- Born: Anthea Bernice Redfern 15 April 1948 (age 78) Newton Abbot, Devon, England
- Spouses: Robin Stubbs ​ ​(m. 1967, divorced)​; Bruce Forsyth ​ ​(m. 1973; div. 1982)​; Freddie Hoffman ​(divorced)​;

= Anthea Redfern =

British television personality

Anthea Bernice Redfern (born 15 April 1948) is a British former television host, best known as the assistant to Bruce Forsyth, her husband of eight years, on the BBC's The Generation Game during its first run in the 1970s.

Redfern was born in Newton Abbot, Devon. She trained as a dancer, and then went on to work as a model in Paris and the United Kingdom. She was one of the first models to appear on Page 3 of The Sun, albeit not topless. In 1969 Redfern became a Playboy Bunny working in the London club in Park Lane, where her bunny name was Sasha. She became "Miss London" in 1970. Her first marriage was to Torquay United and Bristol Rovers footballer Robin Stubbs. Redfern auditioned against fifty-two other applicants and was chosen to host The Generation Game with Forsyth.
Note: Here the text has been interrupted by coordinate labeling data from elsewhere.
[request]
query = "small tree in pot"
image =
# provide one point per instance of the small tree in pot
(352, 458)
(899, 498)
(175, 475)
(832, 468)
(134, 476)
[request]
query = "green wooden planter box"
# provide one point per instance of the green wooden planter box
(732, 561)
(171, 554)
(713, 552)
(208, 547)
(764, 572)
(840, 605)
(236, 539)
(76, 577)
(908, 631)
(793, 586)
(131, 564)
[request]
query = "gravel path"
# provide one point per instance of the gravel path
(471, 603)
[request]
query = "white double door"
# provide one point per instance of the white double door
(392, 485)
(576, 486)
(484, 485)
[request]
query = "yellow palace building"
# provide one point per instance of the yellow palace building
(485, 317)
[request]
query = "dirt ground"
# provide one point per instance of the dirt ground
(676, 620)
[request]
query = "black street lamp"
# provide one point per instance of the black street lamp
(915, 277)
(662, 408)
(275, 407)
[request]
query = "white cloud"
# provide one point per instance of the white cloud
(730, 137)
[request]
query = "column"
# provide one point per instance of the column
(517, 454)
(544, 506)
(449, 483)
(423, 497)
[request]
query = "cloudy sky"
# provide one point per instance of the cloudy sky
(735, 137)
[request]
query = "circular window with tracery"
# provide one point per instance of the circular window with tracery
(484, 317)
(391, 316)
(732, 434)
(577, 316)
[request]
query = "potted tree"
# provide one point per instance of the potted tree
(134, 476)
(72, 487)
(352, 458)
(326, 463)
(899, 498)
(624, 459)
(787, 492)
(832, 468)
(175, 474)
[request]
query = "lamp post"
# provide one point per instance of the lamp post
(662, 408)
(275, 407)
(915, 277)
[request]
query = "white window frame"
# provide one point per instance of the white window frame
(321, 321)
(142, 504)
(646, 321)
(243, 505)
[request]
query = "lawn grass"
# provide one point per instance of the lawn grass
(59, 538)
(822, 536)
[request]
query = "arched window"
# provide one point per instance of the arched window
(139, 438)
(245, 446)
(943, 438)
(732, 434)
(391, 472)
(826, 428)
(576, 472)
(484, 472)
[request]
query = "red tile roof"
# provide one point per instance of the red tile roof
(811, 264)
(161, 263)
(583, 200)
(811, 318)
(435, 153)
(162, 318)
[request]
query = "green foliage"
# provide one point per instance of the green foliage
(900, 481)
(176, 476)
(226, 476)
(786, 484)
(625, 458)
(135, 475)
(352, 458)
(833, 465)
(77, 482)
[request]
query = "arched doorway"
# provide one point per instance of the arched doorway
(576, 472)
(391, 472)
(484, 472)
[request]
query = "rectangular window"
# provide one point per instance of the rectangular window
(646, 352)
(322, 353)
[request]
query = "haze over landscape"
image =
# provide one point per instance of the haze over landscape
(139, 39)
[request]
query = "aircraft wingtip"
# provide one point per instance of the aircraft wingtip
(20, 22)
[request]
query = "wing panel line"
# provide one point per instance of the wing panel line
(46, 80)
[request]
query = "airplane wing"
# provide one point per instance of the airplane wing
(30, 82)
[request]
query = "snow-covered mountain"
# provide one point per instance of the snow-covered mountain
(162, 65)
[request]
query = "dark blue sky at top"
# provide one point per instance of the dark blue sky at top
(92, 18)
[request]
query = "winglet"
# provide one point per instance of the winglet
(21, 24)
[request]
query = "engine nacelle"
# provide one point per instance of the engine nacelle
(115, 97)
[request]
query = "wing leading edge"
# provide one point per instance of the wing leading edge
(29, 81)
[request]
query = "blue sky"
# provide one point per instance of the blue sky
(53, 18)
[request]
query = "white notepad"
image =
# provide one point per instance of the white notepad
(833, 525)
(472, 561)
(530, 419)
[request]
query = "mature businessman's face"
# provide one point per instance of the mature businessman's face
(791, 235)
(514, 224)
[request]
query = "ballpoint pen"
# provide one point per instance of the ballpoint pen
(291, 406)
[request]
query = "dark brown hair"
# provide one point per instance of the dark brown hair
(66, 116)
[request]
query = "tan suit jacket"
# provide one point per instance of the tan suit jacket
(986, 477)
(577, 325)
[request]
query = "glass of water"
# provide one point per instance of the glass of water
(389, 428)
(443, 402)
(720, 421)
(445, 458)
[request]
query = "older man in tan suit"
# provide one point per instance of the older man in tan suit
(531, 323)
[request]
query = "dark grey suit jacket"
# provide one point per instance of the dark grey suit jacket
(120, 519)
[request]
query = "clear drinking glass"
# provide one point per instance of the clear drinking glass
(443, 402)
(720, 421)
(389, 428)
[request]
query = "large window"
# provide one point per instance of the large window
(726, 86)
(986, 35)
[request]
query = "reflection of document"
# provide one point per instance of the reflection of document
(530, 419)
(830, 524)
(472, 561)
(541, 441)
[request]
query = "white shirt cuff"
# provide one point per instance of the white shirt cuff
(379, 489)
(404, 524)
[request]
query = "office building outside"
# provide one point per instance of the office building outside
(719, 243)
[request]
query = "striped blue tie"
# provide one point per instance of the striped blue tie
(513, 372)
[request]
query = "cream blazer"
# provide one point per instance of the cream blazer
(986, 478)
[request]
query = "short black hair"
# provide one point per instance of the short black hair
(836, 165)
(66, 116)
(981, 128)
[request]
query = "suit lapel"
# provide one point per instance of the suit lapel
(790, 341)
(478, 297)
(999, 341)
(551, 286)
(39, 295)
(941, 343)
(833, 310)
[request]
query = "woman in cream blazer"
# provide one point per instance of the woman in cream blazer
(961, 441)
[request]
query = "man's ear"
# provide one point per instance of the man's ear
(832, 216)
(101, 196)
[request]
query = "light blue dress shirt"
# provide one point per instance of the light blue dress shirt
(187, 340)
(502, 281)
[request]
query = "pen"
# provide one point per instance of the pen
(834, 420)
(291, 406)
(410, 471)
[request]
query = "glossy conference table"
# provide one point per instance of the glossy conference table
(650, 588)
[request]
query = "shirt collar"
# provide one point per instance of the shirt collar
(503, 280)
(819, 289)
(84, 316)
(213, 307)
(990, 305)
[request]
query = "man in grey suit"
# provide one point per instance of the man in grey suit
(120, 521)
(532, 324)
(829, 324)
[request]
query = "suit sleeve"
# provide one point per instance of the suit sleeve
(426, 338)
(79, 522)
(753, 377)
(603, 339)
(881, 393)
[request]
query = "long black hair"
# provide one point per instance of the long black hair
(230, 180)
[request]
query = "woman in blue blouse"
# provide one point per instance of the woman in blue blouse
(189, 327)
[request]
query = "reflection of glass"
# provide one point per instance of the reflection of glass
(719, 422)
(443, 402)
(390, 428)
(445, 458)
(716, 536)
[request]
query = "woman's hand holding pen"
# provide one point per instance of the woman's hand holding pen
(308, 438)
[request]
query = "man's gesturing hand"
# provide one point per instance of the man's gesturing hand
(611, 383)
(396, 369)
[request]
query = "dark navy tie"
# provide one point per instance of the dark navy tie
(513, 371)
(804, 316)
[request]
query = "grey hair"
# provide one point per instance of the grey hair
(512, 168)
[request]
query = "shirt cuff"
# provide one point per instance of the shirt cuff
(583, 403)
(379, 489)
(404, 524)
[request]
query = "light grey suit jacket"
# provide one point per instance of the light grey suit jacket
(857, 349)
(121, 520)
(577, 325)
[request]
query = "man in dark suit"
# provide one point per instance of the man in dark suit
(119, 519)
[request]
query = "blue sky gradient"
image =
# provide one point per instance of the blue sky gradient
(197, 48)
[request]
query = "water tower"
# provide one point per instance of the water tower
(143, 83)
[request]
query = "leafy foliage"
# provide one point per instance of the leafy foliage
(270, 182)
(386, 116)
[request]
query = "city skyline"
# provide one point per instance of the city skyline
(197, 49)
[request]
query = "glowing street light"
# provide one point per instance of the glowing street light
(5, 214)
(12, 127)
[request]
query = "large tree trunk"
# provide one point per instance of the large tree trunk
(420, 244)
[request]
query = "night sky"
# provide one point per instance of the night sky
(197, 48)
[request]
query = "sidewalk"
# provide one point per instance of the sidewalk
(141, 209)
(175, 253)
Forsyth and Redfern had an affair, and Forsyth and his wife of twenty years, Penny Calvert, divorced in 1973. Redfern and Forsyth married on Christmas Eve 1973 at Windsor Register Office, and had two daughters. They divorced in 1982 and Redfern subsequently married hotelier Freddie Hoffman, with whom she had a daughter; she and Hoffman later divorced. Redfern now lives mostly in Marbella, Spain, and has appeared again on British television, including an appearance on Come Dine with Me.